The next steps are therefore to process the Tesseract output with sed to find and remove the duplicate whitespace spans. Following that it looks like my OCR job is complete, and the only really necessary remaining work is to build some HTML-based UI to access the PDFs.

04 November 2012

More bugs

So I wrote to Alexey Kryukov, author of PDFBeads, alerting him about his program's inability to handle input files where the horizontal and vertical DPI differ. I never heard back. I also did some further research on manually changing the output PDF resolution, but from what I can tell this isn't possible. So it looks like I'll just have to override the DPI settings in the original TIFFs and live with slightly stretched or compressed page sizes.

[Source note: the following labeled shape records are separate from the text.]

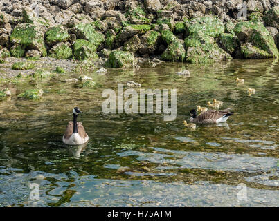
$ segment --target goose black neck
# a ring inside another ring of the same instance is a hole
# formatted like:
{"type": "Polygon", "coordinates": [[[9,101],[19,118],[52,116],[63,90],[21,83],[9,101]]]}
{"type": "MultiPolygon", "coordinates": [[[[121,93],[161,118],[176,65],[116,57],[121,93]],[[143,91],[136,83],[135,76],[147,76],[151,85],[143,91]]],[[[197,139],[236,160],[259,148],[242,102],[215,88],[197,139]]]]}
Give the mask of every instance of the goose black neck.
{"type": "Polygon", "coordinates": [[[77,118],[78,118],[78,115],[73,115],[73,133],[78,133],[78,122],[77,122],[77,118]]]}

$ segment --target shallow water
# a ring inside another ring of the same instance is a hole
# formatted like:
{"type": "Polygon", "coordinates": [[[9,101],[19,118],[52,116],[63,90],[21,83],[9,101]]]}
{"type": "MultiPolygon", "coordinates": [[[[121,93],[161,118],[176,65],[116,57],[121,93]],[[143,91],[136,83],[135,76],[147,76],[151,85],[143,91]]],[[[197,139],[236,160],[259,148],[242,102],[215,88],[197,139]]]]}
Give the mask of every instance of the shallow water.
{"type": "MultiPolygon", "coordinates": [[[[57,64],[41,65],[54,70],[57,64]]],[[[9,66],[0,65],[2,75],[17,73],[9,66]]],[[[80,75],[73,72],[2,83],[13,95],[0,101],[1,206],[278,206],[278,61],[96,70],[85,73],[100,85],[95,89],[61,82],[80,75]],[[175,74],[183,68],[190,77],[175,74]],[[236,84],[237,77],[245,84],[236,84]],[[176,119],[104,114],[102,90],[127,80],[142,88],[176,88],[176,119]],[[17,98],[34,87],[44,90],[42,99],[17,98]],[[249,87],[255,95],[249,96],[249,87]],[[213,99],[233,109],[227,123],[185,129],[188,111],[213,99]],[[73,106],[84,111],[79,120],[90,137],[86,146],[62,142],[73,106]],[[131,169],[117,173],[120,166],[131,169]],[[39,200],[29,198],[32,183],[39,184],[39,200]],[[237,198],[240,184],[246,185],[245,199],[237,198]]]]}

After running PDFBeads on my entire collection of images, I noticed that it failed to produce some issues due to missing hOCR files. Looking back, I see that Tesseract 3.01 has failed on some of the images, producing the following error message:

ELIST_ITERATOR::add_after_then_move:Error:Attemting to add an element with non NULL links, to a list

It looks like this problem has been reported at least a couple times before on the Tesseract issue tracker (Issue 541, Issue 788). Comments on the second report suggest the problem may have been solved in Tesseract 3.02, which was released a few days ago. This version hasn't yet been packaged in Lazy Kent's repository, so I can either wait to see if he updates the RPM, or try producing one myself using his spec file and patches.

05 September 2012

Further experiences with PDFBeads

I had a chance to visually examine the output of PDFBeads, and so far it looks OK. I think I will keep the unpapered backgrounds.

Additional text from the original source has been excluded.